If you’re familiar with the terms between row-oriented and column-oriented data frames, this is the same idea.

Required vs optional

By default, model fields are in a sense “required”, unless None is allowed in their type definition. Including None is a good idea if there’s any possibility of the input not containing the required fields as LLMs may hallucinate data in order to fulfill your spec.

For example, here the LLM hallucinates a date even though there isn’t one in the text:

class ArticleSpec(BaseModel):
    """Information about an article written in markdown"""

    title: str = Field(description="Article title")
    author: str = Field(description="Name of the author")
    date: str = Field(description="Date written in YYYY-MM-DD format.")

prompt = """
Extract data from the following text:

<text>
# Structured Data
By Carson Sievert

When using an LLM to extract data from text or images, you can ask the chatbot to nicely format it, in JSON or any other format that you like.
</text>
"""

chat = ChatOpenAI()
chat.extract_data(prompt, data_model=ArticleSpec)
{"title": "Structured Data", "author": "Carson Sievert", "date": "2023-10-01"}

Note that I’ve used more of an explict prompt here. For this example, I found that this generated better results and that it’s a useful place to put additional instructions.

If I let the LLM know that the fields are all optional, it’ll return None for the missing fields:

class ArticleSpec(BaseModel):
    """Information about an article written in markdown"""

    title: str = Field(description="Article title")
    author: str = Field(description="Name of the author")
    date: str | None = Field(description="Date written in YYYY-MM-DD format.")
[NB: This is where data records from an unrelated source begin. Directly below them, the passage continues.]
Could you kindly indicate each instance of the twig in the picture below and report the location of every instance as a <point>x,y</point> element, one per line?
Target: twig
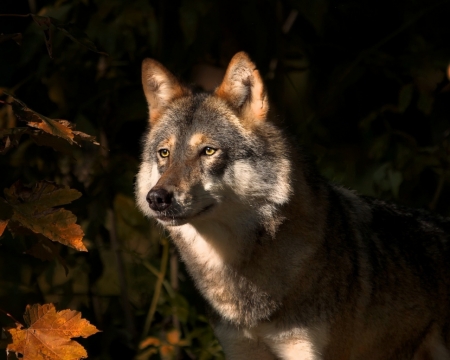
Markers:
<point>10,316</point>
<point>16,15</point>
<point>121,273</point>
<point>438,191</point>
<point>174,283</point>
<point>158,286</point>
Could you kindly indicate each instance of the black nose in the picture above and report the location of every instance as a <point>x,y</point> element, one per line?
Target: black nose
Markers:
<point>159,199</point>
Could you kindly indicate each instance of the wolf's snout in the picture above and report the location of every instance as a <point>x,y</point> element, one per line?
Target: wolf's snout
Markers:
<point>159,199</point>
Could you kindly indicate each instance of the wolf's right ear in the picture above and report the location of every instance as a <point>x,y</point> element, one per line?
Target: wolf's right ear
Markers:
<point>243,88</point>
<point>160,87</point>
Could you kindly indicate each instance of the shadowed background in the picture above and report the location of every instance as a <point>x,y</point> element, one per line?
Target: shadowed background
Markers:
<point>363,85</point>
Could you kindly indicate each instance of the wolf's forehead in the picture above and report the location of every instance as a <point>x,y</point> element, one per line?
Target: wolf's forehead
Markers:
<point>194,121</point>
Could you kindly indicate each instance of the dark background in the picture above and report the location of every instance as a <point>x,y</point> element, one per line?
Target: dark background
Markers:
<point>363,85</point>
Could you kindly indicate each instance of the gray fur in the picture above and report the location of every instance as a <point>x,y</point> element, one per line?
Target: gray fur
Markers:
<point>292,266</point>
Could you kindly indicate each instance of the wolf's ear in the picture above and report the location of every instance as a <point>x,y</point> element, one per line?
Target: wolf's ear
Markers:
<point>160,87</point>
<point>243,88</point>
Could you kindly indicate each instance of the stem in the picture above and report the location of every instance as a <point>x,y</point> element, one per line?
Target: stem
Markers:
<point>12,317</point>
<point>16,15</point>
<point>121,274</point>
<point>174,283</point>
<point>438,191</point>
<point>158,286</point>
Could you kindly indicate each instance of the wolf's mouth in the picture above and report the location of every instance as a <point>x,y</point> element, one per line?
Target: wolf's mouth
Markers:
<point>164,216</point>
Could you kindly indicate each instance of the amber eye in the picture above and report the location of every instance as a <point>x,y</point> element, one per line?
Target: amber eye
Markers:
<point>209,151</point>
<point>164,152</point>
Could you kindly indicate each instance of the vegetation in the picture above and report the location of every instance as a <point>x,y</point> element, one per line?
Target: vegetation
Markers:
<point>364,86</point>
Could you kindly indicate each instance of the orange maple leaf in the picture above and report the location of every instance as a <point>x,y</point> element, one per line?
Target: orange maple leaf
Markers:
<point>48,335</point>
<point>33,209</point>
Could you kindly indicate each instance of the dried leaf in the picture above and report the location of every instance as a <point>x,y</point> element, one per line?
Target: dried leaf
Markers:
<point>10,138</point>
<point>48,334</point>
<point>76,34</point>
<point>149,341</point>
<point>173,337</point>
<point>6,213</point>
<point>33,209</point>
<point>46,250</point>
<point>39,121</point>
<point>16,37</point>
<point>61,129</point>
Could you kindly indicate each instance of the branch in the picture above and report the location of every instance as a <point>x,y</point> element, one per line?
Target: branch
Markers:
<point>158,286</point>
<point>16,15</point>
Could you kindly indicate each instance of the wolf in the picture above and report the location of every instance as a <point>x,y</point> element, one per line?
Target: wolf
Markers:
<point>292,266</point>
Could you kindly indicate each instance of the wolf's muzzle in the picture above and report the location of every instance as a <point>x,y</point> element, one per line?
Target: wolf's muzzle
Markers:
<point>159,199</point>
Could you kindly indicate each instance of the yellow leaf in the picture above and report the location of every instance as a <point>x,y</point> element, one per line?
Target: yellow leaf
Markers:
<point>33,209</point>
<point>150,341</point>
<point>173,337</point>
<point>48,335</point>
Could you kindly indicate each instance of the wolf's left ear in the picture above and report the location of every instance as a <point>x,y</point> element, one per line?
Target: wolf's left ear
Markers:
<point>160,87</point>
<point>243,88</point>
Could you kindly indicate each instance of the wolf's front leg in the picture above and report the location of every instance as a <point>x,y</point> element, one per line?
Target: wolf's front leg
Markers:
<point>237,346</point>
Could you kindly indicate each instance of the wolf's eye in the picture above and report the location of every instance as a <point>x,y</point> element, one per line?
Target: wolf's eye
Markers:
<point>164,152</point>
<point>209,151</point>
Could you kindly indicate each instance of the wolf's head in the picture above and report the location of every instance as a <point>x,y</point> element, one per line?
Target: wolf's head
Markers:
<point>206,154</point>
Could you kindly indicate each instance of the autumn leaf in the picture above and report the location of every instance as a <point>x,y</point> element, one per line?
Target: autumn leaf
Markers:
<point>56,127</point>
<point>48,333</point>
<point>6,212</point>
<point>33,209</point>
<point>17,37</point>
<point>39,121</point>
<point>73,32</point>
<point>47,250</point>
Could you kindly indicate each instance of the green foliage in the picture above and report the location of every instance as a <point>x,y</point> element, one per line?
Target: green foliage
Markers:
<point>363,85</point>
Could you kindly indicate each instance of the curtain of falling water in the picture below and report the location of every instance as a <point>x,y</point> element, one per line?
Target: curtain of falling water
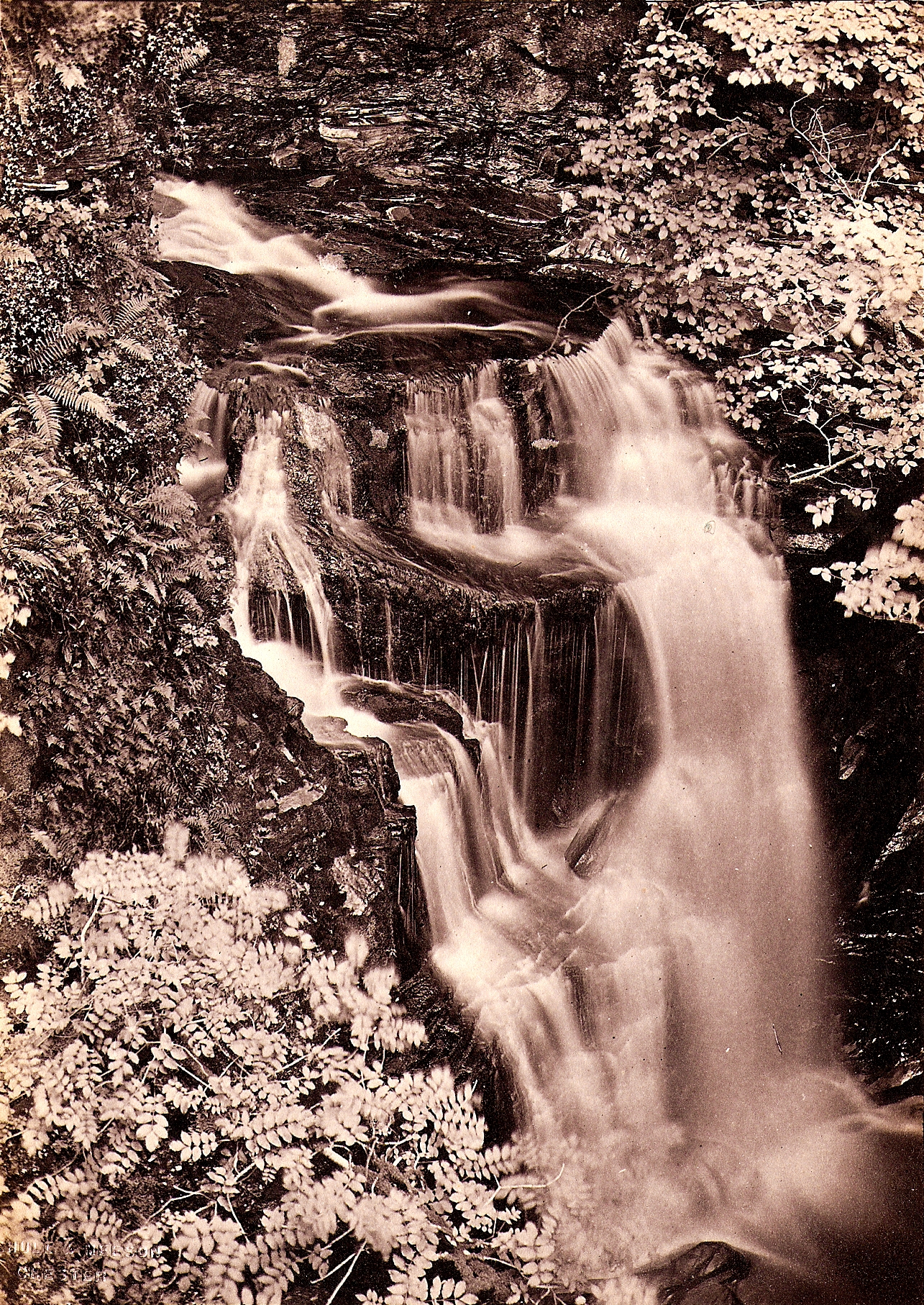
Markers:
<point>661,1008</point>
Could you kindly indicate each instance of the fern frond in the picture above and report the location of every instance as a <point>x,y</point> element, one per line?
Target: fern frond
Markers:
<point>51,905</point>
<point>81,329</point>
<point>50,351</point>
<point>81,401</point>
<point>187,59</point>
<point>134,350</point>
<point>169,503</point>
<point>46,415</point>
<point>16,253</point>
<point>131,312</point>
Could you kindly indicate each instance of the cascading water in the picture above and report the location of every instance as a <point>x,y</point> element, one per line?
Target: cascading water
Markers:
<point>649,953</point>
<point>462,463</point>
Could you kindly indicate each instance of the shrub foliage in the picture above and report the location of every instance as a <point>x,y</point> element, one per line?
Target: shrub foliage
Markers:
<point>760,199</point>
<point>198,1106</point>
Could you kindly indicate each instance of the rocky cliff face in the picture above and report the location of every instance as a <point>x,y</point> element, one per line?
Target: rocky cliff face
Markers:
<point>416,141</point>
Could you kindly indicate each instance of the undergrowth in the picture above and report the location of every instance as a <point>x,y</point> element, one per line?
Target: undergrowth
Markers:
<point>200,1106</point>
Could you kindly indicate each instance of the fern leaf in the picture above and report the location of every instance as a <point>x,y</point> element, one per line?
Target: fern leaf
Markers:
<point>170,503</point>
<point>131,312</point>
<point>78,328</point>
<point>50,351</point>
<point>188,58</point>
<point>51,905</point>
<point>81,401</point>
<point>134,350</point>
<point>46,415</point>
<point>16,253</point>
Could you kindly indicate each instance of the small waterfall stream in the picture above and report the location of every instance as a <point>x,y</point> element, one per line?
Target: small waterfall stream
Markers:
<point>645,942</point>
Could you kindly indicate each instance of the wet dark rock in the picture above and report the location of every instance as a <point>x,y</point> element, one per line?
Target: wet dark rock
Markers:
<point>325,821</point>
<point>416,141</point>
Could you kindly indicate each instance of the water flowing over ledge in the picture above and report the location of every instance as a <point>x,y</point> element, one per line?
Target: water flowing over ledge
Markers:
<point>626,894</point>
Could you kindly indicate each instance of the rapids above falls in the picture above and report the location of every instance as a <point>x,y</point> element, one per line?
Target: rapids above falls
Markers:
<point>624,891</point>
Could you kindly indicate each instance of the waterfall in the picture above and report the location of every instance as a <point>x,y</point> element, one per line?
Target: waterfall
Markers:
<point>627,896</point>
<point>462,463</point>
<point>272,550</point>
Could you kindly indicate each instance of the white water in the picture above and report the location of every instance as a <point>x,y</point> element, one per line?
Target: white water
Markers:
<point>662,1005</point>
<point>462,463</point>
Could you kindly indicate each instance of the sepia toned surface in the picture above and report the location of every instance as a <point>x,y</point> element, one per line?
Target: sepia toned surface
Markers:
<point>395,617</point>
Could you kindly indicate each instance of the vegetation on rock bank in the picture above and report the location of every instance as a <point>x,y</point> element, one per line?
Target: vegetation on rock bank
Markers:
<point>761,201</point>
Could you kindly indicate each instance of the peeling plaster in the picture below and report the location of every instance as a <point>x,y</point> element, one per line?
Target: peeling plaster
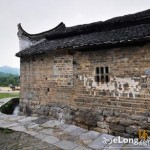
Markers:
<point>117,86</point>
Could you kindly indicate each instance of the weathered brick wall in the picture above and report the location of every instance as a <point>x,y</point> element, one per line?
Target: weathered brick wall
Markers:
<point>62,84</point>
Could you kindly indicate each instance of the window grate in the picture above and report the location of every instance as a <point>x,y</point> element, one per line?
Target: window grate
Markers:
<point>102,74</point>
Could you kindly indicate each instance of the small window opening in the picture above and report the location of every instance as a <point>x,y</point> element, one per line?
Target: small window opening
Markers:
<point>97,79</point>
<point>102,74</point>
<point>97,70</point>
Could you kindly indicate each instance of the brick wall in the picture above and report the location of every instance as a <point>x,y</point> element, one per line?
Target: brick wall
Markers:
<point>62,84</point>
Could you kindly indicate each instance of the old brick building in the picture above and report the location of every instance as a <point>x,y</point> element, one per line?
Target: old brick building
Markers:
<point>94,75</point>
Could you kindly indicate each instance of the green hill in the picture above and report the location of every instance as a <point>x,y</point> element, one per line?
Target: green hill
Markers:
<point>6,79</point>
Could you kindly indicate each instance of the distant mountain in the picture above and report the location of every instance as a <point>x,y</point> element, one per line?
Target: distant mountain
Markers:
<point>7,69</point>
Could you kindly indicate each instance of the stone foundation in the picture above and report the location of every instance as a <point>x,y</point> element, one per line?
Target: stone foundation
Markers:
<point>62,84</point>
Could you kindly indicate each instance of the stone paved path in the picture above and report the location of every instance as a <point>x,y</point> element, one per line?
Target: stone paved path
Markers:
<point>4,101</point>
<point>61,136</point>
<point>12,140</point>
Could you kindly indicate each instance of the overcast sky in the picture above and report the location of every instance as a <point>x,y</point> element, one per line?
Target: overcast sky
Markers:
<point>41,15</point>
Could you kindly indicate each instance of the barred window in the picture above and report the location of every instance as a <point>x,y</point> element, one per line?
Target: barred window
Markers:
<point>102,74</point>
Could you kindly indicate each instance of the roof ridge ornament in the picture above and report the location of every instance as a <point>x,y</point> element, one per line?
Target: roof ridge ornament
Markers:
<point>22,32</point>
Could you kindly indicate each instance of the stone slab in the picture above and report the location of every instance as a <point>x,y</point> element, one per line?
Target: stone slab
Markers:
<point>88,137</point>
<point>81,148</point>
<point>51,124</point>
<point>27,119</point>
<point>66,145</point>
<point>100,142</point>
<point>70,128</point>
<point>50,139</point>
<point>78,131</point>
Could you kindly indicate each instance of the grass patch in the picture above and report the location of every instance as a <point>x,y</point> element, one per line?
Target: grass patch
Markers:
<point>6,130</point>
<point>6,95</point>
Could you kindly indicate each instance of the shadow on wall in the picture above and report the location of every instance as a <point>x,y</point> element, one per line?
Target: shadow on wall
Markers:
<point>9,107</point>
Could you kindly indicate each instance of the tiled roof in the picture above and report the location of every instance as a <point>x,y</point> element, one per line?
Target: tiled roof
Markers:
<point>125,29</point>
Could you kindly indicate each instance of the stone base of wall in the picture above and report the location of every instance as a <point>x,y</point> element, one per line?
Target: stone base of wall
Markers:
<point>103,121</point>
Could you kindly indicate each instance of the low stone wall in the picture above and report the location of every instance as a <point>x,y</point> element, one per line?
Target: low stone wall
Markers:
<point>9,107</point>
<point>103,120</point>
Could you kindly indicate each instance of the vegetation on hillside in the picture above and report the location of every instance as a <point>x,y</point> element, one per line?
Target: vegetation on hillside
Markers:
<point>5,95</point>
<point>7,79</point>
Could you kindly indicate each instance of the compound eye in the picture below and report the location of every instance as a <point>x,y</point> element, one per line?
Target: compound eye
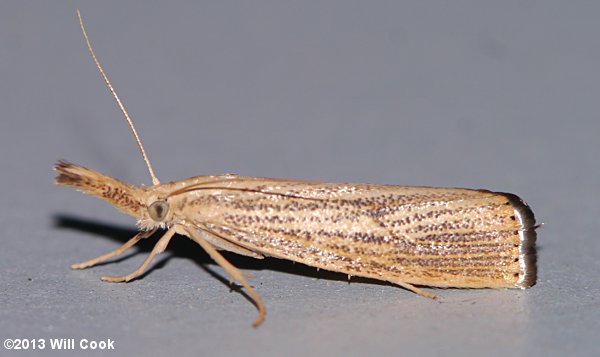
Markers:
<point>158,210</point>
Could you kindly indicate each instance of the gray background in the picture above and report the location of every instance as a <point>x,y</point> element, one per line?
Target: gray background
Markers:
<point>498,95</point>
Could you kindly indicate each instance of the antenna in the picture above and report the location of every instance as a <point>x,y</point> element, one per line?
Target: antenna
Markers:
<point>155,180</point>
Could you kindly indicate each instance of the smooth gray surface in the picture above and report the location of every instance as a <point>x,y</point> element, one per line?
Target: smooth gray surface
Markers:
<point>498,95</point>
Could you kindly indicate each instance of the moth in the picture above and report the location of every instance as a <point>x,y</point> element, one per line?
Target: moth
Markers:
<point>408,236</point>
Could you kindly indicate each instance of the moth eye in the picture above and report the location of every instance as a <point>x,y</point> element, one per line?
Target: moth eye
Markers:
<point>158,210</point>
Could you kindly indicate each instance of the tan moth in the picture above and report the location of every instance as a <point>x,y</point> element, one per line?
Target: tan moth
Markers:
<point>437,237</point>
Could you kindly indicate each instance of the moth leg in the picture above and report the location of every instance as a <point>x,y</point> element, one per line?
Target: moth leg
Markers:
<point>414,289</point>
<point>130,243</point>
<point>234,273</point>
<point>160,247</point>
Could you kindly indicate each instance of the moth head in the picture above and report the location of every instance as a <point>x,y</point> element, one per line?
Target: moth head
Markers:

chat.extract_data(prompt, data_model=ArticleSpec)
{"title": "Structured Data", "author": "Carson Sievert", "date": null}

Unknown keys

from chatlas import ChatAnthropic


class Characteristics(BaseModel, extra="allow"):
    """All characteristics"""

    pass


prompt = """
Given a description of a character, your task is to extract all the characteristics of that character.

<description>
The man is tall, with a beard and a scar on his left cheek. He has a deep voice and wears a black leather jacket.
</description>
"""

chat = ChatAnthropic()
chat.extract_data(prompt, data_model=Characteristics)
{
  "height": "tall",
  "facial_features": [
    "beard",
    "scar on left cheek"
  ],
  "voice": "deep",
  "clothing": [
    "black leather jacket"
  ]
}
Unknown key support

This example only works with Claude, not GPT or Gemini, because only Claude supports adding arbitrary additional properties.

That said, you could prompt an LLM to suggest a BaseModel for you from the unstructured input, and then use that to extract the data. This is a bit more work, but it can be done.